Se veía el archipiélago de puestos que se sucedían por la Ribera y a lo lejos, abajo, en lo hondo, unas lomas peladas y un lejano solar de tierra. Por todas partes había tenderetes armados con maderas y telas sucias, y tiendas cubiertas de harpilleras. Las casas a los lados eran grandes y casi aldeanas, con balcones estrechos donde colgaban camisetas, calzoncillos y bragas, rematadas por las buhardillas más roñosas de los madriles, de esas que había que bajar la cabeza para entrar, con ventanas minúsculas y mil problemas de goteras. Las dividían bocacalles estrechas y empinadas por las que lo mismo se podía ver una iglesia a cuya tapia los miserables esperaban la sopa boba, que una fábrica o un matadero de cerdos.

-Mire las mujeres de esa trapería, con el pañuelo en la cabeza, escardando retales. O ese taller de marmolista con esculturas lechosas de niños… ¿No le parece un espectáculo magnífico?

Se sucedían tiendas de ultramarinos, panaderías, carpinterías, tabernas, libreros, cacharreros, prenderías. Ramón, aficionado a lo pintoresco, iba señalando todo, entre rostros dramáticos, llenos de manchas vinosas y erupciones, de pelajes absurdos y bigotes casi animales, y un olor a calle, sudor y fritura. La mayoría de los hombres vestían de oscuro, con chaleco y gorra.

-Esos son los aborígenes del país.

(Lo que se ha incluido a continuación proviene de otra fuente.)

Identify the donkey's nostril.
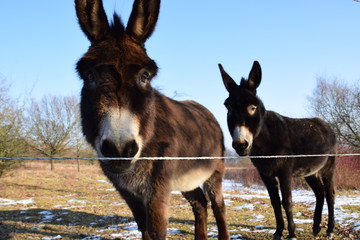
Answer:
[100,140,120,157]
[122,140,139,157]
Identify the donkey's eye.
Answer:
[86,72,96,84]
[247,105,257,116]
[139,71,150,84]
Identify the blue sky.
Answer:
[0,0,360,146]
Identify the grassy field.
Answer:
[0,162,360,240]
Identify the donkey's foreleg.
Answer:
[279,172,296,240]
[204,171,230,240]
[146,191,170,240]
[322,157,335,238]
[119,189,151,240]
[260,173,285,240]
[182,187,208,240]
[305,174,325,236]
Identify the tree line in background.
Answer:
[0,78,360,176]
[0,80,95,176]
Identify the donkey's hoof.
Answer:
[272,235,282,240]
[326,233,335,239]
[313,228,321,236]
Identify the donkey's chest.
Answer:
[170,168,213,192]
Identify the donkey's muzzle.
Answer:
[232,141,250,156]
[100,140,139,174]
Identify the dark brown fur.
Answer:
[219,62,336,239]
[75,0,229,240]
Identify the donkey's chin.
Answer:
[235,149,250,157]
[232,142,251,156]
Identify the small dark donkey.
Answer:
[219,61,336,239]
[75,0,229,240]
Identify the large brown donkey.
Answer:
[219,61,336,239]
[75,0,229,240]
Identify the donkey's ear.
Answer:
[126,0,160,43]
[219,64,238,92]
[75,0,109,42]
[248,61,261,91]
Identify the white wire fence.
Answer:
[0,153,360,161]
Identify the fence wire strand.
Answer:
[0,153,360,161]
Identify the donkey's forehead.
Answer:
[225,86,260,105]
[84,35,150,66]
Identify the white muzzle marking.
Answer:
[95,108,142,158]
[233,126,254,149]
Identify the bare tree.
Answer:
[26,95,79,170]
[309,78,360,150]
[0,79,27,176]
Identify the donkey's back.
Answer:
[251,111,336,177]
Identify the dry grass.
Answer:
[0,161,360,240]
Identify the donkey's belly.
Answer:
[171,168,214,192]
[293,158,326,177]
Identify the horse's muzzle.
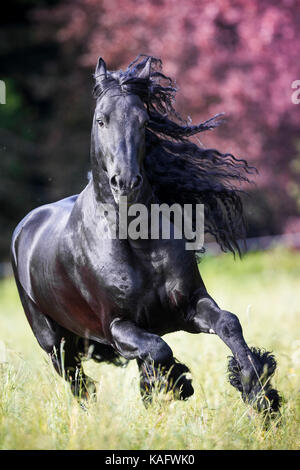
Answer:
[110,174,143,204]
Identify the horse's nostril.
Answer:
[131,175,143,189]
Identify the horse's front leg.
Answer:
[186,289,280,411]
[111,318,194,405]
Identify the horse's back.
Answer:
[11,195,78,299]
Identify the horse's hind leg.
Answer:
[111,319,194,404]
[186,289,280,411]
[17,282,96,398]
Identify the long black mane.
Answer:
[94,55,256,254]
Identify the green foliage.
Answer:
[0,250,300,449]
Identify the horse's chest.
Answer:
[101,246,192,324]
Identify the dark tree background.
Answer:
[0,0,300,259]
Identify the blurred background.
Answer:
[0,0,300,262]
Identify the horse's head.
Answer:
[92,58,149,203]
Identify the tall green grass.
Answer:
[0,246,300,450]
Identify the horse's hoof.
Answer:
[228,348,281,413]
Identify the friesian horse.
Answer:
[12,55,280,411]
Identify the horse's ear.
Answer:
[137,57,152,78]
[94,57,106,80]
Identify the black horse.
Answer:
[12,56,280,411]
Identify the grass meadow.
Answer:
[0,249,300,450]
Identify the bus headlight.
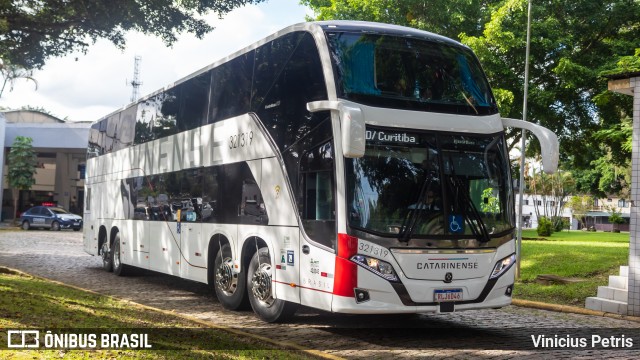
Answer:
[351,255,400,282]
[489,253,516,280]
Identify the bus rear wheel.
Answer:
[247,247,298,323]
[214,244,249,310]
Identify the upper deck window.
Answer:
[327,32,497,115]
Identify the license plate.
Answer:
[433,289,462,302]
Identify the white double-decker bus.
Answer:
[84,21,558,322]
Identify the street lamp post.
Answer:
[516,0,531,279]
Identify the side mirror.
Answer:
[340,106,366,158]
[307,101,366,158]
[502,118,560,174]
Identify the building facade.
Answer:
[0,110,91,220]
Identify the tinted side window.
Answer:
[209,51,254,123]
[176,72,211,131]
[298,141,336,247]
[219,162,269,225]
[252,33,327,150]
[134,88,180,144]
[202,166,224,223]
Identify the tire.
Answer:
[100,240,113,272]
[111,233,129,276]
[247,247,298,323]
[214,243,249,310]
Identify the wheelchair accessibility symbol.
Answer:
[449,215,464,234]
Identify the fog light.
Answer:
[353,288,371,304]
[504,285,513,296]
[351,254,400,282]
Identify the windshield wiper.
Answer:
[449,159,491,242]
[398,175,433,242]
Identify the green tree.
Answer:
[7,136,38,223]
[525,167,575,229]
[0,0,263,69]
[607,206,625,232]
[0,59,38,98]
[567,195,593,229]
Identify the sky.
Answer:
[0,0,312,121]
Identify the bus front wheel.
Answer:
[247,248,298,323]
[214,244,248,310]
[100,240,113,272]
[111,233,129,276]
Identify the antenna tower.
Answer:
[129,55,142,102]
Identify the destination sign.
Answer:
[365,130,419,145]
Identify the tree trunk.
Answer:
[11,189,20,225]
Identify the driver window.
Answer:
[300,141,336,247]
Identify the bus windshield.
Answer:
[327,32,498,115]
[346,127,515,241]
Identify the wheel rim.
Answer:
[216,258,238,295]
[101,242,110,264]
[251,264,274,306]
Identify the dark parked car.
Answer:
[20,206,82,231]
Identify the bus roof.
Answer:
[314,20,467,47]
[94,20,468,123]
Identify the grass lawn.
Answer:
[514,229,629,307]
[0,269,310,359]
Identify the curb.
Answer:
[511,299,640,322]
[0,266,344,360]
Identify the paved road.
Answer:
[0,230,640,359]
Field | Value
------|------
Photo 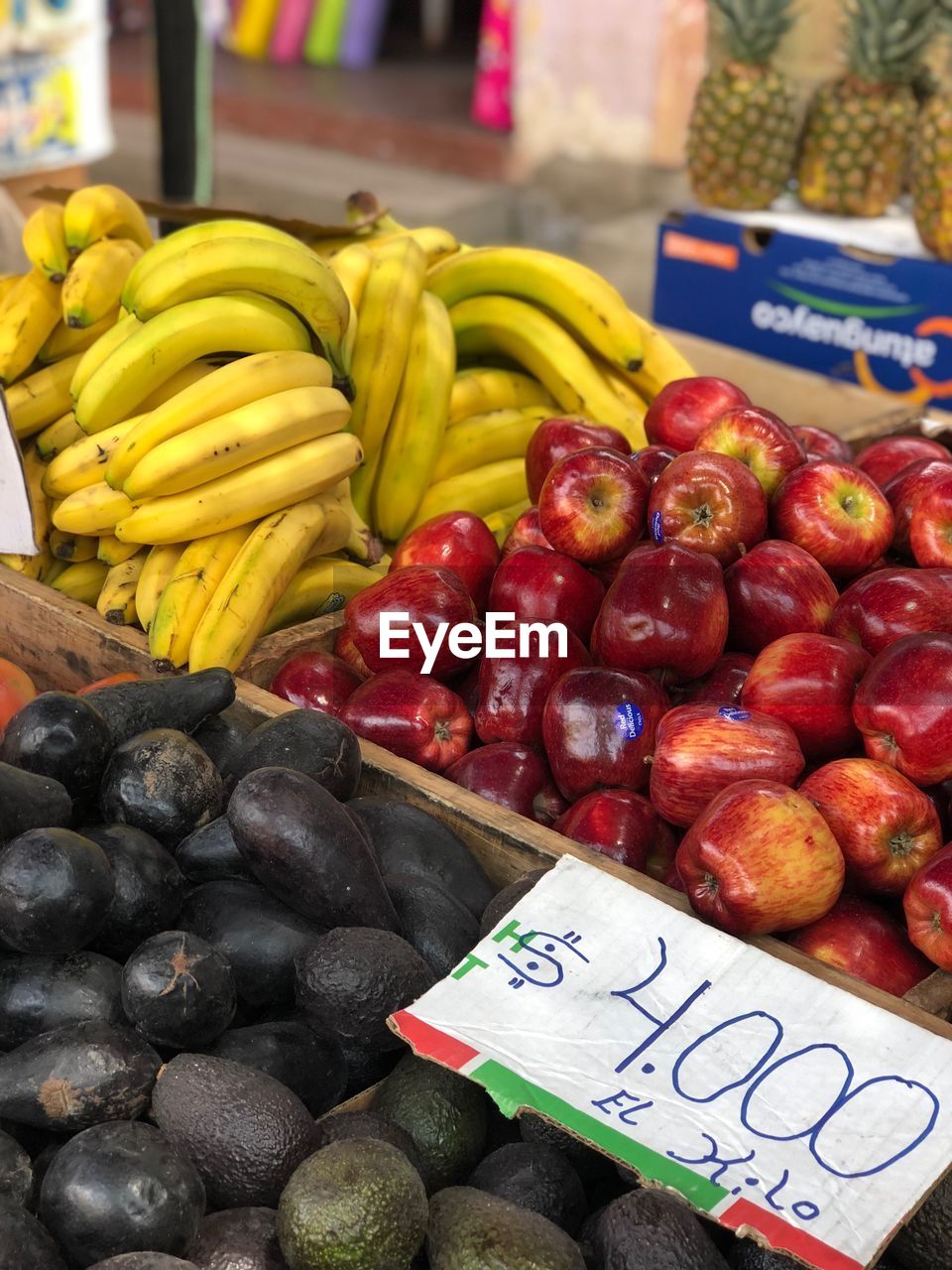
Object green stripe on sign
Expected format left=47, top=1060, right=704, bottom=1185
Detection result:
left=466, top=1060, right=730, bottom=1212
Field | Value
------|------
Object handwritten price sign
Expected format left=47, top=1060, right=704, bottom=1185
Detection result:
left=394, top=858, right=952, bottom=1270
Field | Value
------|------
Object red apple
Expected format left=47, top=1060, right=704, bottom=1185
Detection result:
left=648, top=449, right=767, bottom=566
left=591, top=543, right=727, bottom=684
left=650, top=701, right=805, bottom=826
left=553, top=790, right=674, bottom=880
left=853, top=634, right=952, bottom=785
left=390, top=512, right=499, bottom=612
left=740, top=631, right=872, bottom=759
left=694, top=405, right=806, bottom=498
left=526, top=418, right=631, bottom=503
left=799, top=758, right=942, bottom=895
left=271, top=652, right=363, bottom=715
left=645, top=375, right=750, bottom=452
left=538, top=447, right=648, bottom=564
left=771, top=462, right=894, bottom=577
left=489, top=548, right=606, bottom=640
left=676, top=780, right=845, bottom=935
left=724, top=539, right=838, bottom=653
left=826, top=569, right=952, bottom=657
left=344, top=564, right=476, bottom=680
left=787, top=895, right=932, bottom=997
left=853, top=437, right=949, bottom=485
left=542, top=666, right=670, bottom=803
left=476, top=627, right=591, bottom=745
left=443, top=740, right=567, bottom=825
left=339, top=671, right=472, bottom=772
left=902, top=842, right=952, bottom=970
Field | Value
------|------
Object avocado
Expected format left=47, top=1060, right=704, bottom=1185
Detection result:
left=0, top=763, right=72, bottom=843
left=0, top=1020, right=162, bottom=1133
left=298, top=926, right=436, bottom=1049
left=81, top=825, right=185, bottom=961
left=467, top=1142, right=588, bottom=1234
left=372, top=1054, right=486, bottom=1193
left=0, top=829, right=115, bottom=952
left=205, top=1019, right=346, bottom=1115
left=348, top=797, right=493, bottom=920
left=178, top=881, right=325, bottom=1010
left=153, top=1054, right=317, bottom=1207
left=122, top=931, right=236, bottom=1049
left=278, top=1138, right=427, bottom=1270
left=426, top=1187, right=588, bottom=1270
left=228, top=762, right=398, bottom=931
left=0, top=952, right=123, bottom=1049
left=99, top=731, right=223, bottom=848
left=40, top=1120, right=204, bottom=1266
left=0, top=1195, right=66, bottom=1270
left=85, top=668, right=235, bottom=745
left=227, top=710, right=361, bottom=803
left=384, top=874, right=480, bottom=979
left=0, top=693, right=112, bottom=800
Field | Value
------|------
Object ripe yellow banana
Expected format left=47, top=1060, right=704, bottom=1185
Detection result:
left=449, top=296, right=647, bottom=444
left=96, top=550, right=149, bottom=626
left=76, top=296, right=311, bottom=433
left=262, top=557, right=380, bottom=635
left=187, top=498, right=325, bottom=671
left=410, top=458, right=526, bottom=530
left=63, top=186, right=153, bottom=255
left=105, top=349, right=332, bottom=489
left=449, top=366, right=557, bottom=428
left=373, top=291, right=456, bottom=543
left=62, top=239, right=142, bottom=329
left=122, top=387, right=350, bottom=502
left=23, top=203, right=69, bottom=282
left=0, top=269, right=60, bottom=385
left=149, top=525, right=254, bottom=672
left=112, top=432, right=365, bottom=545
left=432, top=407, right=549, bottom=481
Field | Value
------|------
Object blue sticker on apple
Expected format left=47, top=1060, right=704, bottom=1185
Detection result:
left=615, top=701, right=645, bottom=740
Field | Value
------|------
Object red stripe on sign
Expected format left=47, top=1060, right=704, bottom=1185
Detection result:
left=717, top=1199, right=863, bottom=1270
left=394, top=1010, right=480, bottom=1072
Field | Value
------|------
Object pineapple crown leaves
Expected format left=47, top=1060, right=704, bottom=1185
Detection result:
left=708, top=0, right=796, bottom=66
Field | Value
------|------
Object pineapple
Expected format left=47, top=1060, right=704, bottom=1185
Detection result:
left=798, top=0, right=935, bottom=216
left=688, top=0, right=797, bottom=210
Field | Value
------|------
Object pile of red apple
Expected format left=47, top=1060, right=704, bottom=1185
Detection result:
left=266, top=377, right=952, bottom=993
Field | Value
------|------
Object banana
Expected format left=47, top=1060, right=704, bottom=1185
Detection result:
left=76, top=296, right=311, bottom=433
left=449, top=366, right=557, bottom=428
left=60, top=239, right=142, bottom=329
left=262, top=558, right=380, bottom=635
left=187, top=498, right=325, bottom=671
left=409, top=458, right=526, bottom=530
left=50, top=560, right=109, bottom=606
left=373, top=291, right=456, bottom=543
left=122, top=387, right=350, bottom=502
left=350, top=239, right=426, bottom=520
left=96, top=550, right=149, bottom=626
left=0, top=269, right=60, bottom=385
left=23, top=203, right=69, bottom=282
left=128, top=237, right=350, bottom=387
left=449, top=296, right=647, bottom=444
left=54, top=480, right=132, bottom=541
left=149, top=525, right=254, bottom=672
left=63, top=186, right=153, bottom=255
left=432, top=407, right=549, bottom=481
left=112, top=432, right=365, bottom=545
left=6, top=353, right=81, bottom=440
left=136, top=543, right=187, bottom=635
left=105, top=349, right=332, bottom=489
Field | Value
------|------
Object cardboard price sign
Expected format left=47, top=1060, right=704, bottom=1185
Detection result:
left=393, top=858, right=952, bottom=1270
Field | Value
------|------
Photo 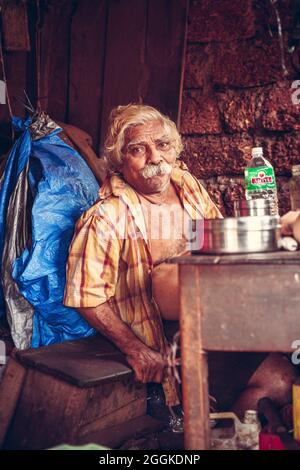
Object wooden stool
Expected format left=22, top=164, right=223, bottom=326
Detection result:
left=0, top=335, right=147, bottom=449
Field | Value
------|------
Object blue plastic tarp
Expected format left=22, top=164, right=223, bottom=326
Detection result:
left=0, top=115, right=99, bottom=347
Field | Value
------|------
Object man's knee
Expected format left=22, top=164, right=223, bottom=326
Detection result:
left=248, top=353, right=297, bottom=405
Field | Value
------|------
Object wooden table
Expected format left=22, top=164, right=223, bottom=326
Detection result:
left=170, top=251, right=300, bottom=449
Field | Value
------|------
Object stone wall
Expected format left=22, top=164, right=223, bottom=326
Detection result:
left=180, top=0, right=300, bottom=215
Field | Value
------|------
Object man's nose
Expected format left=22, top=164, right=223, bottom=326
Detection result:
left=148, top=145, right=162, bottom=165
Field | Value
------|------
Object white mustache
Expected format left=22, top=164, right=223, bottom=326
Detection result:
left=140, top=162, right=173, bottom=179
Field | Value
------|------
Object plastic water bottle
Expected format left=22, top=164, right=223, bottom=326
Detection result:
left=245, top=147, right=278, bottom=215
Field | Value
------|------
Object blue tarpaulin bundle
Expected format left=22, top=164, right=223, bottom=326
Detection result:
left=0, top=114, right=99, bottom=347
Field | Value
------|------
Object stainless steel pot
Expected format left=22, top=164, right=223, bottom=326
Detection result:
left=233, top=199, right=277, bottom=217
left=194, top=216, right=280, bottom=254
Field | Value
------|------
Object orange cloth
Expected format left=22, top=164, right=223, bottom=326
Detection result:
left=64, top=163, right=222, bottom=405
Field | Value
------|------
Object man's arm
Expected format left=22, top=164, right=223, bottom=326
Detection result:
left=77, top=302, right=166, bottom=383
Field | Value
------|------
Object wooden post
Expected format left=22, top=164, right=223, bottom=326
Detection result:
left=0, top=358, right=26, bottom=448
left=179, top=264, right=210, bottom=450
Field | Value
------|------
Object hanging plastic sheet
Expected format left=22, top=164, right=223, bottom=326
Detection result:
left=0, top=116, right=98, bottom=347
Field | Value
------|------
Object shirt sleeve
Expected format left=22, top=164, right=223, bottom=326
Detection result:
left=64, top=215, right=120, bottom=307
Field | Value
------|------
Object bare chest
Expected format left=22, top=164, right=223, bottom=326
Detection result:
left=140, top=186, right=187, bottom=265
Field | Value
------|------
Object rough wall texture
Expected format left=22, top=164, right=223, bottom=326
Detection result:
left=181, top=0, right=300, bottom=215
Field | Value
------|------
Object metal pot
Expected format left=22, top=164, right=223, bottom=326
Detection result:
left=233, top=199, right=278, bottom=217
left=194, top=216, right=280, bottom=254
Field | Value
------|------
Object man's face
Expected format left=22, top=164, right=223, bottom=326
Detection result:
left=121, top=121, right=176, bottom=194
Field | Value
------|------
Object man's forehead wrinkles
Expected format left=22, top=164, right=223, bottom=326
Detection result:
left=128, top=134, right=170, bottom=145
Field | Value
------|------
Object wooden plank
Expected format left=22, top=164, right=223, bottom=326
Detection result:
left=101, top=0, right=187, bottom=147
left=100, top=0, right=149, bottom=149
left=39, top=0, right=73, bottom=121
left=143, top=0, right=188, bottom=122
left=3, top=370, right=86, bottom=449
left=68, top=0, right=107, bottom=149
left=167, top=250, right=300, bottom=265
left=77, top=415, right=166, bottom=448
left=2, top=1, right=30, bottom=51
left=17, top=335, right=133, bottom=388
left=76, top=397, right=147, bottom=442
left=199, top=265, right=300, bottom=352
left=0, top=358, right=26, bottom=448
left=179, top=266, right=210, bottom=450
left=4, top=370, right=146, bottom=449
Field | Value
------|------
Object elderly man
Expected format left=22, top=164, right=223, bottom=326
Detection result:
left=65, top=105, right=296, bottom=409
left=65, top=105, right=221, bottom=404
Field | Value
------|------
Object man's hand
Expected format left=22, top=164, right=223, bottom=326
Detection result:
left=78, top=302, right=167, bottom=383
left=126, top=346, right=166, bottom=383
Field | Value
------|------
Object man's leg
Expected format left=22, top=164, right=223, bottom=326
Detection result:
left=232, top=353, right=297, bottom=416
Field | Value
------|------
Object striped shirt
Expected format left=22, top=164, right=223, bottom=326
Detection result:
left=64, top=162, right=222, bottom=405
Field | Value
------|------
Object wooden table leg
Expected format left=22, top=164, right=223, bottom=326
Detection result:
left=179, top=265, right=210, bottom=450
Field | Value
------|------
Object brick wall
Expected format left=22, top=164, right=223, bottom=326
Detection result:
left=180, top=0, right=300, bottom=215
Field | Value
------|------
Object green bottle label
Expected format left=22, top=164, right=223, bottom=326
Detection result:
left=245, top=166, right=276, bottom=191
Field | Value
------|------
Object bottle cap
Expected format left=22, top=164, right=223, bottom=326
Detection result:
left=292, top=165, right=300, bottom=175
left=251, top=147, right=263, bottom=157
left=244, top=410, right=258, bottom=424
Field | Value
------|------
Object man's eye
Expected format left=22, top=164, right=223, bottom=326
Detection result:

Perezosos que no abren hoy y prefieren esto y la taberna a la iglesia. Y mire qué mujeres tan estropeadas, ¿no le parecen asombrosas? –se extasiaba Ramón.

Su interlocutor asentía, aunque más que las viejas, le llamaban la atención las jóvenes coléricas y malhabladas, remedos goyescos de Carmen, de perfume rudo y con ojos de pedernal para cualquier varón. Y lo más característico eran los niños desdentados, de mejillas sucias y piernas torcidas. Chavalitos o golfillos que jugaban sobre piedras que cuadriculaban con tiza como tableros de ajedrez o que escarbaban en la tierra, para hacer fogatas, injuriándose unos a otros.

-¡Esto lo describo todo en mi libro, amigo François! ¡Lo tiene usted que leer! ¡Se lo regalaré a usted la próxima vez que pase por el Pombo! ¡Quienes me conocen dicen que es mi mejor obra, la que más redonda me ha quedado, y la que tiene más vida! ¡Hasta Gutiérrez Solana me la envidia!